All my grandparents’ friends who came to stay were teachers. The nuns and priests who came to stay were often teachers, too. Half the relatives were teachers, and my grandparents’ best friends who owned the cabin next door? Teachers. My sister and I might not have realized it at the time, but we had stumbled into the best education ever. There are several kinds of teachers, and not all are so great, are they? But my grandparents adored teaching, and those who gathered around them shared that feeling, and so we had the best kind of teachers in Maine. Almost everything we did was greeted with encouragement and amused patience, every discovery was discussed enthusiastically.
The best science lesson I ever recieved was from a visiting highschool biology teacher. We kids had found and brought home a bunch of baby snappers, and she, completely in love with each of the creatures, explained our find to us. Their life cycle, their diet, their range, everything. In the end, we notched the edges of their shells and returned them to where we had found them. Thirty years later, I still look for snappers with unequal notches on their shells.
Impromptu art lessons, discussions of books, encouragement to write and put on a play; this was standard on any given day. We were egged on by those who were professionals at egging on.
There was Mary Lovall, English. Jim Lammey, Industrial Arts. Mary Lammey, Social Studies. Jim Lovall, Social Studies. Garland Hoover, sweet-but-scary highschool principal. Ora Hoover, Math. My Daddad, teacher-turned-librarian and my Mommom, an art teacher. We were so lucky.
But the effects of being surrounded by teachers lasted longer than childhood. Teachers spend their days telling kids that they CAN. There are no limits, and there is nothing that can’t be accomplished with effort and brainpower. And they usually apply this thinking to their own lives, and often out of necessity. Teachers’ salaries make it necessary for them to be their own painters, their own repairmen, their own seamstresses, and my sister and I had a front row seat for that show. We’ve grown to be women who think there is no project we can’t tackle, and nothing we can’t teach ourselves and accomplish, for better or worse.
While this attitude has led us to be confident in our abilities and accomplish some lovely things, perhaps there are times when it is best to throw one’s hands up. While I’ve never heard a teacher say, “You know, you should just give up. Throw it in because there is NO WAY you can do it,” not every challenge needs to be met. In that way being surrounded by teachers can have its downside, too.

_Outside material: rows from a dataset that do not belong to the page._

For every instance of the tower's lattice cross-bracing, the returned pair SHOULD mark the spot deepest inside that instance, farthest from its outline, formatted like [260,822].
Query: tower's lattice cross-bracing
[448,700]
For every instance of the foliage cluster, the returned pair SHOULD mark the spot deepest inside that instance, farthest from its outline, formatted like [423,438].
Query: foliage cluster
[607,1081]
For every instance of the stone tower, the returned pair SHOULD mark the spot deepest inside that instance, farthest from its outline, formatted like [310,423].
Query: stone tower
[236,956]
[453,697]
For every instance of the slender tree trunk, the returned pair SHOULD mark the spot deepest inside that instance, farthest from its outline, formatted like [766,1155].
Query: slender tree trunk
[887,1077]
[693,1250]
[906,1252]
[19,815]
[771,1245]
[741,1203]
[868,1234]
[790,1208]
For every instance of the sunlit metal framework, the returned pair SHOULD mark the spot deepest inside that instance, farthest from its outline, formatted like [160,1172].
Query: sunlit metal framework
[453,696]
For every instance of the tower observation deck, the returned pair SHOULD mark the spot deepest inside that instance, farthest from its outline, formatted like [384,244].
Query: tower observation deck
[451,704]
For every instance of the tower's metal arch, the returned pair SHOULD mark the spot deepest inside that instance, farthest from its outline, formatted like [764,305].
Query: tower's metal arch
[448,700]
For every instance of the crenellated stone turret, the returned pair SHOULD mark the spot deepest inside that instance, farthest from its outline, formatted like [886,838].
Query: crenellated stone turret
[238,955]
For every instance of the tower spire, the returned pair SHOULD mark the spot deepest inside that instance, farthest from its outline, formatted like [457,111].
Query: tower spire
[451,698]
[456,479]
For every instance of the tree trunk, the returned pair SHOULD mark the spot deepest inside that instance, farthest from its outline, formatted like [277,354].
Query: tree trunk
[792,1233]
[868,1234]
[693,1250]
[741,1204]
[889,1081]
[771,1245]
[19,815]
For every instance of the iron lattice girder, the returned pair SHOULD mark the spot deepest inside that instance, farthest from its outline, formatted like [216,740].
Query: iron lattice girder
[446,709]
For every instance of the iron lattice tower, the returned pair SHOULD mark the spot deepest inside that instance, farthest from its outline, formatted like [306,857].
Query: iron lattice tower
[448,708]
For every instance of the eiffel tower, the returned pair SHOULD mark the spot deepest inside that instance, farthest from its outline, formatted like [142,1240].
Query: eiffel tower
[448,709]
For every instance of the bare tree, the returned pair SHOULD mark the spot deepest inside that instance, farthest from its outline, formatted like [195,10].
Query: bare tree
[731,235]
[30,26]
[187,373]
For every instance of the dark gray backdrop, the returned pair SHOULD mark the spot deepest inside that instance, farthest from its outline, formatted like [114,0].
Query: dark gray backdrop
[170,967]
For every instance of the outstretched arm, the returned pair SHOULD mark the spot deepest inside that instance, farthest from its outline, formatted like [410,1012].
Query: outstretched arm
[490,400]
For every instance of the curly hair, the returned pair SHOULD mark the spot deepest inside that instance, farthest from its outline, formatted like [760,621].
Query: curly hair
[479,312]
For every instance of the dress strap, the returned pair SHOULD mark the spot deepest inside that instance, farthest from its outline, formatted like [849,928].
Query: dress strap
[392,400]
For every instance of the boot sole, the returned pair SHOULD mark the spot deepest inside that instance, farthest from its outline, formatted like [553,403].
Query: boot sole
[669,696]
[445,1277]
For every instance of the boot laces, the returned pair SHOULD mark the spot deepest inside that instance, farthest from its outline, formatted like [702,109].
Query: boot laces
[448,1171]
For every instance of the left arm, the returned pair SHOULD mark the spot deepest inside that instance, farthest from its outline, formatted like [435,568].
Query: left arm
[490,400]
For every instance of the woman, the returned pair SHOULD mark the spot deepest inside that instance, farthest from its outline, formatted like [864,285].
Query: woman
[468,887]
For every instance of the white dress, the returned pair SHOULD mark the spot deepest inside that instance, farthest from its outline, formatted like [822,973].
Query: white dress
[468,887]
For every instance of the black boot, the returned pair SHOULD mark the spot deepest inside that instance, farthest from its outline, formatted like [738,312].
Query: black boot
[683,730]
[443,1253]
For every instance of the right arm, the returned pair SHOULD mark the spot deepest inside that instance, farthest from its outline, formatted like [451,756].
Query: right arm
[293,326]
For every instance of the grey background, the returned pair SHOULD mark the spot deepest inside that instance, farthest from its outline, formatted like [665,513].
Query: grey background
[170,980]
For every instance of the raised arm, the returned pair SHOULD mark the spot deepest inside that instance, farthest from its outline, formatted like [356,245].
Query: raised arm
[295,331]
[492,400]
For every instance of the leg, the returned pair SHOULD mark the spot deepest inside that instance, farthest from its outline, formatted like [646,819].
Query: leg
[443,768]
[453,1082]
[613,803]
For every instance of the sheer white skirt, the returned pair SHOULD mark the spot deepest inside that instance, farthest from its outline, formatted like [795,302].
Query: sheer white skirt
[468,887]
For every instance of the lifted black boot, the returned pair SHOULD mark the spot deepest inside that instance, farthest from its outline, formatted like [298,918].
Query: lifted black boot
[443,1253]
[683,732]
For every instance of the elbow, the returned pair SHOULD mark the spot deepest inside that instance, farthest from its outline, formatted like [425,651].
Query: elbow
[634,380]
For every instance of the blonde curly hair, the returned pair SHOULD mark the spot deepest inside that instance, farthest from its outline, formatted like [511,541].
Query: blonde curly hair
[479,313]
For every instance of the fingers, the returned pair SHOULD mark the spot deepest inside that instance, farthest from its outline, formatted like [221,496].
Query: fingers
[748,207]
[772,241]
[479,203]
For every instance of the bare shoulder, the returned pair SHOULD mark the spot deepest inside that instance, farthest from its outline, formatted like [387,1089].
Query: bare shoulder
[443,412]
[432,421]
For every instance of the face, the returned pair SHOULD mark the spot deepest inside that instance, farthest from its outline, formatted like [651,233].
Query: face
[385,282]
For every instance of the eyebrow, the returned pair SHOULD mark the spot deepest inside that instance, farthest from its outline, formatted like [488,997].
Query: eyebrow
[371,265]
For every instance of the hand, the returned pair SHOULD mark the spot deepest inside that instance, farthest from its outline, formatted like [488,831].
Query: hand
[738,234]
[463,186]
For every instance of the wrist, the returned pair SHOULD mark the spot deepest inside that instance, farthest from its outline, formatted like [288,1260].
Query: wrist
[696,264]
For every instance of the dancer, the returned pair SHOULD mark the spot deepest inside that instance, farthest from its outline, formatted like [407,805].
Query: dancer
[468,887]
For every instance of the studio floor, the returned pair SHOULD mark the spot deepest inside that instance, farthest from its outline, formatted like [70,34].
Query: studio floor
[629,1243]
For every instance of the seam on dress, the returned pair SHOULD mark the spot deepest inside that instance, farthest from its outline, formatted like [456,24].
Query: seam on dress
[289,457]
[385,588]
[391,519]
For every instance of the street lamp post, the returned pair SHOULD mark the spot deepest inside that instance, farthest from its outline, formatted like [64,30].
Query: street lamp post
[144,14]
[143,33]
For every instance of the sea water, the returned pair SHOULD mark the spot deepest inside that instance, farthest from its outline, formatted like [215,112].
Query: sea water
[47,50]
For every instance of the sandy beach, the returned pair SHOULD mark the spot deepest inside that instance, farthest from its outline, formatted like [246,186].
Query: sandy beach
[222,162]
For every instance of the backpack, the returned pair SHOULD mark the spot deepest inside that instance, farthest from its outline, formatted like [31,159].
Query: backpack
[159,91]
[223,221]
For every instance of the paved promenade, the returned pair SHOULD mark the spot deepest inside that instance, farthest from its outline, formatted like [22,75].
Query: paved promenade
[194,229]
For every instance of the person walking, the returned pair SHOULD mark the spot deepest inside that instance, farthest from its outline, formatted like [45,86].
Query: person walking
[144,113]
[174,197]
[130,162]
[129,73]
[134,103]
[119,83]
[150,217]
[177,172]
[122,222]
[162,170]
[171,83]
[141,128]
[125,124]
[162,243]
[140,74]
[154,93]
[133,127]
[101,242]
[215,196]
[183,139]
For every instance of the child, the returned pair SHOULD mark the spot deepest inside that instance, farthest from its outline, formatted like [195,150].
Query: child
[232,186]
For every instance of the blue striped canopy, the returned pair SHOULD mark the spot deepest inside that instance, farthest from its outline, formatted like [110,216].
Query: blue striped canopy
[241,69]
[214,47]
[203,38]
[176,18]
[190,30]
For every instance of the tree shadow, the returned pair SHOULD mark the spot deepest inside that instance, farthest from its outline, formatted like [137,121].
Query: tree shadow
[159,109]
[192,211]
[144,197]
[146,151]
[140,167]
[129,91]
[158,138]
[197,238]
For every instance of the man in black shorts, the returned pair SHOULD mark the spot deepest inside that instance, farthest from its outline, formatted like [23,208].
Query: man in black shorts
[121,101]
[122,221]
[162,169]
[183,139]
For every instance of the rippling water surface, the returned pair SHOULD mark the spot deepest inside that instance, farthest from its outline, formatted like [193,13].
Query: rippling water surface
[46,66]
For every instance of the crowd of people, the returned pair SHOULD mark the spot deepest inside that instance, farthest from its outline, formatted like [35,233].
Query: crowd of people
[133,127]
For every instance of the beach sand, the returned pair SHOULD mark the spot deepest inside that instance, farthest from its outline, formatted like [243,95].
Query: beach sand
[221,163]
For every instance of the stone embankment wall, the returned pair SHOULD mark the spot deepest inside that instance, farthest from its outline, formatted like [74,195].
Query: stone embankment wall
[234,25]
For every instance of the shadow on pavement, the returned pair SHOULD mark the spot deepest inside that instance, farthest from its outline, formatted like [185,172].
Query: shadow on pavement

I’m sure I’m not the only child of teachers who just won’t give up, even when it’s obvious I should. While you can, perhaps you should not dethatch and reseed your 1/3 of an acre yard all by yourself whilst battling a stomach virus (and that is why my best friend calls me Rocky the Rockhead). My sister’s husband, the son of a teacher, once said that hiring a cleaning person to come in every two weeks “was like admitting defeat.” That’s silly, but I know just what he means. If I can, then I should. Gentle on myself had been hard-learned, largely because the voice in the back of my head is saying, “You can do it!”
I wouldn’t trade those years for anything, though. They instilled in us a love of learning and an insatiable curiosity I’ve noticed most others don’t share, and I feel sad for those people. Perhaps I do push myself too hard, and it doesn’t always end particularly well, but I wouldn’t swap that out for the feeling of being incapable, any day. I’d rather be talked out of laying a houseful of hardwood floors than feel that it wasn’t within my ability to do so in the first place.
Because I totally could have done that, you know.